NHCs data cleaning treatment and MaxEnt map building

All 227 hyperdominant species had records excluded by the data cleaning treatment, the consequence of records that either lack geographic information, are duplicates at the used grid cell resolution of 0.5 degree or were outliers based on a kernel-density estimate (Appendix S4). An average of 50% of the records was excluded. The first twelve species with the most excluded records were palms, with a mean of 96% of excluded records. The total average of excluded records decreased to 43% when palms were taken out of the analyses (Appendix S4). This high percentage is due to the huge amount of palm occurrence data of the Aarhus University Palm Transect Database26. At this moment this database contains 543,000 records, all available in GBIF. Most of these records represent observations in many plots inside the same grid cell, thus these records were removed and considered as a single observation.

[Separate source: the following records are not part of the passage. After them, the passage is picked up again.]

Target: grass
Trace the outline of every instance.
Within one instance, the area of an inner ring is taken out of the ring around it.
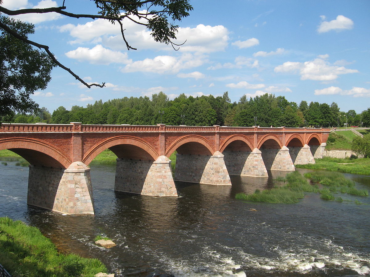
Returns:
[[[310,182],[307,179],[310,180]],[[304,192],[319,192],[322,199],[329,201],[335,199],[339,202],[343,202],[343,199],[341,197],[336,199],[333,193],[340,192],[360,196],[369,195],[367,190],[356,188],[354,181],[337,173],[316,171],[302,176],[298,171],[295,171],[287,174],[285,178],[279,178],[279,180],[283,180],[287,184],[262,191],[256,190],[252,194],[237,194],[235,198],[255,202],[288,204],[298,202],[300,198],[303,198]],[[324,187],[320,189],[319,184]]]
[[[296,167],[309,169],[323,169],[352,174],[370,175],[370,159],[339,159],[324,157],[315,159],[315,164],[297,164]]]
[[[98,235],[94,239],[94,241],[96,242],[97,240],[99,240],[101,239],[104,239],[104,240],[109,240],[110,239],[108,237],[103,237],[100,235]]]
[[[8,217],[0,218],[0,261],[14,276],[92,277],[107,272],[97,259],[60,254],[35,227]]]

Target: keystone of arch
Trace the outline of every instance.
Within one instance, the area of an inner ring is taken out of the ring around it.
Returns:
[[[169,157],[174,151],[183,144],[188,142],[197,142],[200,143],[208,150],[211,155],[213,155],[216,151],[208,140],[204,137],[197,135],[188,135],[181,137],[174,141],[169,146],[168,149],[166,150],[165,155]]]
[[[245,142],[252,151],[253,151],[253,149],[254,148],[253,144],[251,143],[246,137],[242,135],[232,135],[228,137],[225,141],[222,143],[220,146],[220,152],[222,153],[229,144],[236,140],[241,140]]]
[[[305,143],[305,141],[303,141],[303,139],[302,138],[302,137],[299,134],[292,134],[291,135],[289,135],[289,137],[288,139],[286,140],[286,141],[285,142],[285,146],[287,146],[289,144],[289,143],[290,142],[293,138],[297,138],[300,141],[301,143],[302,144],[302,146],[303,147],[305,146],[306,143]]]
[[[56,160],[65,168],[67,168],[72,163],[71,159],[61,151],[44,141],[25,137],[0,139],[0,149],[15,148],[30,149],[43,153]]]
[[[319,141],[319,143],[320,144],[321,144],[322,143],[322,142],[321,141],[321,139],[320,138],[320,137],[319,136],[319,135],[316,133],[312,134],[307,139],[307,141],[306,141],[306,144],[308,145],[308,143],[310,142],[310,141],[314,137],[316,138],[317,138],[317,140]]]
[[[157,151],[152,147],[139,138],[128,136],[120,136],[107,138],[93,146],[84,156],[82,162],[85,164],[89,164],[98,154],[103,150],[120,144],[130,144],[140,147],[150,155],[154,161],[159,157]]]
[[[280,149],[282,148],[283,146],[283,144],[280,141],[280,140],[278,136],[273,134],[270,134],[262,137],[261,140],[259,141],[259,142],[258,143],[257,148],[259,149],[261,148],[261,146],[262,146],[262,145],[263,144],[263,143],[268,140],[275,140],[278,143],[278,144],[279,144]]]

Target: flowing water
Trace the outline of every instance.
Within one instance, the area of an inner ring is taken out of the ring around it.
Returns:
[[[116,276],[370,276],[369,197],[248,203],[235,194],[279,182],[234,177],[232,187],[178,183],[180,197],[154,198],[115,192],[114,167],[92,166],[95,215],[66,215],[28,206],[28,168],[8,164],[0,165],[0,216],[38,228],[60,251],[100,259]],[[345,175],[370,190],[370,177]],[[117,246],[95,245],[102,234]]]

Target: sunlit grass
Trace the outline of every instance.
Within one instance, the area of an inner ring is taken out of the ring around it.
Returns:
[[[297,164],[295,166],[299,168],[324,169],[351,174],[370,175],[370,159],[349,160],[324,157],[322,159],[315,159],[315,164]]]
[[[60,254],[35,227],[0,218],[0,261],[14,276],[92,277],[107,268],[97,259]]]

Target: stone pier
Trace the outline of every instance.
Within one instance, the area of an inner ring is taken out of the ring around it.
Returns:
[[[324,151],[326,144],[324,142],[320,146],[312,145],[311,146],[311,151],[312,155],[315,159],[322,159],[324,157]]]
[[[154,162],[117,159],[114,190],[152,196],[177,196],[171,161],[160,156]]]
[[[223,155],[218,151],[210,157],[177,154],[175,179],[191,183],[231,185],[223,157]]]
[[[252,152],[223,152],[229,174],[251,177],[268,177],[262,152],[255,148]]]
[[[286,146],[283,146],[281,149],[263,149],[262,157],[267,169],[283,171],[295,169]]]
[[[289,147],[289,153],[294,164],[314,164],[315,160],[310,147],[305,144],[303,147]]]
[[[94,214],[90,168],[82,162],[65,170],[30,165],[27,203],[68,214]]]

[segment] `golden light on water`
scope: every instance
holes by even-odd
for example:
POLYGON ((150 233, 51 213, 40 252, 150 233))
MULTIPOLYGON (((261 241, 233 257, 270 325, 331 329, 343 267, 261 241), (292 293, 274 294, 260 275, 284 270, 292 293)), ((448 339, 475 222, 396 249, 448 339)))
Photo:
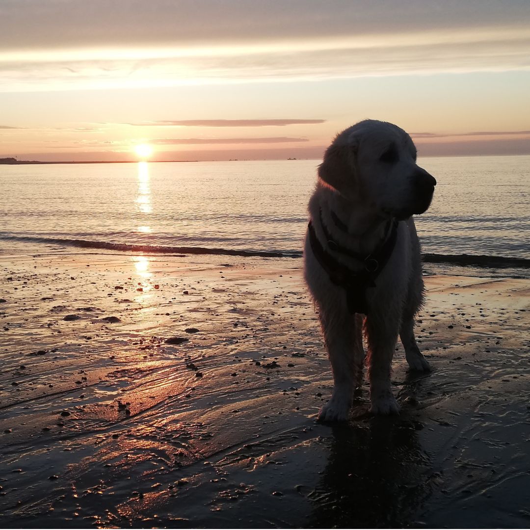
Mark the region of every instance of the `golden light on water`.
POLYGON ((138 144, 134 148, 136 156, 143 160, 148 158, 153 154, 153 146, 148 144, 138 144))
POLYGON ((151 213, 153 208, 151 206, 151 190, 149 186, 149 166, 146 162, 138 163, 138 192, 136 202, 140 211, 143 214, 151 213))

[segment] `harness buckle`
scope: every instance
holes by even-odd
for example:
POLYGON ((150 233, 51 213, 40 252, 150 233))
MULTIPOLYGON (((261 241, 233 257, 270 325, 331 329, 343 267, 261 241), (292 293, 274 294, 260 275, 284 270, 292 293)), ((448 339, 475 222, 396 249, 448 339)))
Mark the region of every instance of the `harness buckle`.
POLYGON ((328 240, 328 246, 329 247, 330 250, 332 250, 334 252, 336 252, 339 250, 339 245, 332 239, 328 240))
POLYGON ((367 272, 375 272, 379 268, 379 262, 375 258, 368 256, 364 260, 365 270, 367 272))

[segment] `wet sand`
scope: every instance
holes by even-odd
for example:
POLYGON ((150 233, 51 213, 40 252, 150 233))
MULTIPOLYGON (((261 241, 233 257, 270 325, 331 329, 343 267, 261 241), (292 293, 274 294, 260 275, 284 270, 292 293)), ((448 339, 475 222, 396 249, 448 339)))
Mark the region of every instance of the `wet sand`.
POLYGON ((525 527, 530 281, 426 278, 399 417, 316 422, 299 260, 4 256, 2 527, 525 527))

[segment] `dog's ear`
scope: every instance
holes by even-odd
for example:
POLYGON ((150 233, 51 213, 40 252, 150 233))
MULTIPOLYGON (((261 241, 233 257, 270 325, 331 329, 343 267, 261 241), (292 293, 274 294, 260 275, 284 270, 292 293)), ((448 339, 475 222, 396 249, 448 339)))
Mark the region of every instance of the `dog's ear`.
MULTIPOLYGON (((339 139, 338 138, 337 139, 339 139)), ((335 140, 324 154, 319 166, 319 177, 339 193, 348 195, 357 181, 355 156, 358 143, 355 138, 346 143, 335 140)))

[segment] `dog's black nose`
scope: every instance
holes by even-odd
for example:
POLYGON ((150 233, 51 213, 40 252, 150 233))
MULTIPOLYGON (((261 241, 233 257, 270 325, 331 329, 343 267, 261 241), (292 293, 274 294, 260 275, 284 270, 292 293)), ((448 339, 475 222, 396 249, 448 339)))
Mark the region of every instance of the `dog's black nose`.
POLYGON ((413 177, 414 186, 420 192, 432 193, 436 186, 436 179, 427 171, 418 167, 413 177))

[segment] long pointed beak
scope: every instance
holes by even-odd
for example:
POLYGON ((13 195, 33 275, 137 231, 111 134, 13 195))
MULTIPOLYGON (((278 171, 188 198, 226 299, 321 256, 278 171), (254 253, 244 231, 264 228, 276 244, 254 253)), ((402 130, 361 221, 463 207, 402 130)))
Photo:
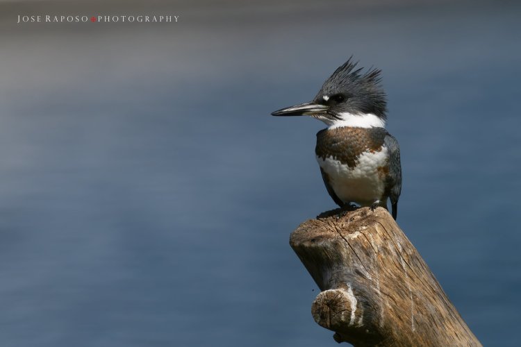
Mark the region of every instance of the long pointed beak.
POLYGON ((307 116, 313 113, 323 112, 328 106, 314 103, 304 103, 295 106, 281 108, 272 113, 272 116, 307 116))

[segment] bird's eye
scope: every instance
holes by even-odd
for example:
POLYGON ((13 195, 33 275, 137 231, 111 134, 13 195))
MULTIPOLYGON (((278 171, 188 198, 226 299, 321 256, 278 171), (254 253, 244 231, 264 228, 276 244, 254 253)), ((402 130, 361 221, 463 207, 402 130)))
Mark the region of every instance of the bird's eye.
POLYGON ((336 95, 333 95, 331 99, 334 100, 336 103, 339 103, 345 100, 345 96, 341 94, 337 94, 336 95))

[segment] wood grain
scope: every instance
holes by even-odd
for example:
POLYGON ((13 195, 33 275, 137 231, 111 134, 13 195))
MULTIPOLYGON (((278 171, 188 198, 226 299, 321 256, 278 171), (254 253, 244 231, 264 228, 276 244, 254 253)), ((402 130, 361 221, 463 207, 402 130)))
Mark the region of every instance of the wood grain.
POLYGON ((313 318, 337 342, 481 346, 386 210, 326 216, 301 223, 290 244, 322 291, 313 318))

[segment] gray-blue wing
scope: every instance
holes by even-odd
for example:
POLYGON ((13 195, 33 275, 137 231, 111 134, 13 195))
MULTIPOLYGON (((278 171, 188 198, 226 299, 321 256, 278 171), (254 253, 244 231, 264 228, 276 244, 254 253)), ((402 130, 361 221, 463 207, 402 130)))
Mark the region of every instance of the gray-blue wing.
POLYGON ((398 198, 402 193, 402 164, 400 163, 400 147, 398 142, 390 133, 387 133, 383 143, 389 151, 389 174, 387 176, 387 194, 391 201, 392 218, 396 219, 398 214, 398 198))

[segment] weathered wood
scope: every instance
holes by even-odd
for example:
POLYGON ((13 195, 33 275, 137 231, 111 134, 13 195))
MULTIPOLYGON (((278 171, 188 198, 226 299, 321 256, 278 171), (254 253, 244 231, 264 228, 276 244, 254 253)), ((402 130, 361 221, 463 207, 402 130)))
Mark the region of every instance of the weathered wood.
POLYGON ((481 346, 385 209, 308 220, 290 244, 322 291, 313 318, 337 342, 481 346))

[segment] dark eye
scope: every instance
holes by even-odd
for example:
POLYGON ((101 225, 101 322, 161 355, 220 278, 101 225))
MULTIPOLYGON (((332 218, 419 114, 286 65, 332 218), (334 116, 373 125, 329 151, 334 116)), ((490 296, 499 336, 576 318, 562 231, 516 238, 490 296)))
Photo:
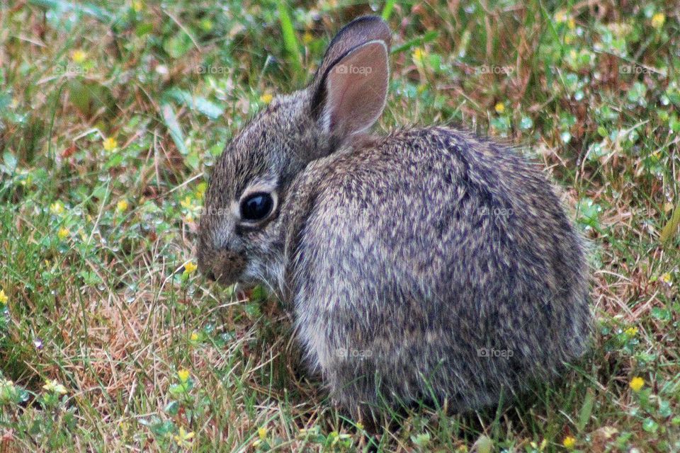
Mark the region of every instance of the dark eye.
POLYGON ((241 202, 241 218, 262 220, 271 212, 274 200, 268 193, 254 193, 241 202))

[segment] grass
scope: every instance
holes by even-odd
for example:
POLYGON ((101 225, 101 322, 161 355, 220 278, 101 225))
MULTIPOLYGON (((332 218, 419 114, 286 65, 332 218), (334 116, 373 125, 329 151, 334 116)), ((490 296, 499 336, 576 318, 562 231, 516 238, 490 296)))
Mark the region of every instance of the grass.
POLYGON ((680 10, 371 4, 378 126, 522 148, 592 246, 591 352, 489 413, 370 440, 305 376, 261 289, 194 272, 210 167, 309 80, 358 2, 30 0, 0 8, 0 451, 680 451, 680 10))

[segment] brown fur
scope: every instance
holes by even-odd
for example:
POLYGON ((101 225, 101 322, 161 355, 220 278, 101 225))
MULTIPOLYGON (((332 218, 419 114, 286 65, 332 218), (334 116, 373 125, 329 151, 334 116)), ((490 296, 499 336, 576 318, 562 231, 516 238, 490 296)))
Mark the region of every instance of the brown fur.
POLYGON ((276 98, 229 145, 199 266, 274 288, 311 366, 355 415, 432 398, 477 409, 584 351, 584 246, 543 174, 507 147, 446 127, 378 137, 324 122, 325 74, 365 42, 389 46, 386 29, 348 25, 310 86, 276 98), (239 200, 253 187, 277 203, 244 227, 239 200))

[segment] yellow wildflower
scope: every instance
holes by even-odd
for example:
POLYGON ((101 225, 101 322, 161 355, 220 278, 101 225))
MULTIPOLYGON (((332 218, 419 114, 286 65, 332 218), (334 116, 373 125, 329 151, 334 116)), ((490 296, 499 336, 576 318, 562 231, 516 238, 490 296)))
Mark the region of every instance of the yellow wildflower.
POLYGON ((189 380, 189 370, 182 369, 177 372, 177 377, 182 382, 186 382, 189 380))
POLYGON ((652 26, 654 28, 661 28, 666 22, 666 15, 663 13, 657 13, 652 16, 652 26))
POLYGON ((186 195, 186 197, 184 197, 183 200, 181 200, 179 201, 179 205, 182 207, 185 207, 186 209, 189 209, 190 207, 191 207, 191 205, 193 204, 193 200, 191 200, 191 197, 190 197, 189 195, 186 195))
POLYGON ((55 201, 50 205, 50 212, 56 215, 64 214, 64 205, 61 202, 55 201))
POLYGON ((425 55, 424 50, 420 47, 416 47, 411 55, 413 58, 413 62, 416 64, 422 64, 425 61, 425 55))
POLYGON ((203 181, 196 186, 196 198, 202 200, 205 195, 205 190, 208 189, 208 183, 203 181))
POLYGON ((62 226, 60 228, 59 231, 57 232, 57 236, 60 239, 60 240, 63 241, 70 234, 71 234, 71 231, 69 231, 67 229, 64 228, 62 226))
POLYGON ((52 381, 51 379, 45 379, 45 385, 42 386, 42 389, 52 393, 59 394, 60 395, 65 395, 66 394, 69 393, 68 390, 66 389, 66 387, 60 384, 58 381, 52 381))
POLYGON ((106 139, 103 142, 104 151, 111 152, 118 147, 118 142, 113 137, 106 139))
POLYGON ((625 336, 628 337, 629 338, 632 338, 633 337, 638 335, 638 328, 629 327, 628 328, 623 331, 623 333, 625 333, 625 336))
POLYGON ((565 448, 572 449, 576 446, 576 439, 572 436, 567 436, 562 441, 562 445, 565 446, 565 448))
POLYGON ((642 387, 645 386, 645 379, 639 376, 636 376, 630 379, 630 382, 628 383, 628 386, 630 387, 633 391, 637 393, 642 390, 642 387))
POLYGON ((191 447, 191 440, 193 439, 195 435, 193 431, 187 432, 183 427, 181 426, 179 427, 179 432, 174 435, 174 439, 178 446, 182 448, 188 448, 191 447))
POLYGON ((189 261, 188 263, 184 265, 184 273, 186 274, 187 275, 193 274, 196 271, 196 269, 198 268, 198 266, 194 264, 193 261, 189 261))
POLYGON ((567 14, 567 11, 564 9, 560 9, 558 11, 556 11, 555 16, 552 16, 555 19, 555 21, 557 23, 562 23, 562 22, 566 22, 567 19, 569 18, 569 16, 567 14))
POLYGON ((81 49, 77 49, 71 54, 71 59, 73 60, 73 62, 76 64, 80 64, 81 63, 85 61, 85 59, 87 58, 87 54, 85 53, 81 49))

After the kernel density estimate treatment the average of excluded records was 57%, presenting an increment of 6.7% in the total amount of records excluded. Eperua purpurea and Eperua leucantha collections were in good agreement with plot data distribution, after outliers were excluded by the kernel density estimate (Appendix S5). In the case of Eperua falcata, some occurrences in Colombia and Venezuela were in fact misidentifications of Eperua leucantha, since this species occurs only in the Guianas (H. ter Steege, pers. obs.). The kernel density estimate function correctly removed these occurrences outside the E. falcata cluster observed in the Guianas (Fig. 3A). Some occurrences of Licania alba in southeast Amazonia, an area with no plot data, were also removed by the kernel-density estimate function (Fig. 3B).

Figure 3
figure 3

MaxEnt environmental suitability maps for (A) Eperua falcata; (B) Licania alba. MaxEnt maps constructed using GBIF records, cleaned GBIF records, kernel-density estimate GBIF records, and kernel-density estimate GBIF records plus the buffer clip. Black dots: GBIF records. Red dots: GBIF records after the use of the cleaning pipeline. Dashed blue line: buffer based on a convex hull around species cleaned collections. Light blue: predicted environmental suitability using GBIF records. Light green: predicted environmental suitability using cleaned GBIF records. Medium green: predicted environmental suitability using kernel density estimate GBIF records. Dark green: predicted environmental suitability using kernel density estimate GBIF records and the buffer clip, resulting in the final predicted area of occupancy. Maps created with custom R script. Base map source (country.shp, rivers.shp): ESRI (http://www.esri.com/data/basemaps, © Esri, DeLorme Publishing Company).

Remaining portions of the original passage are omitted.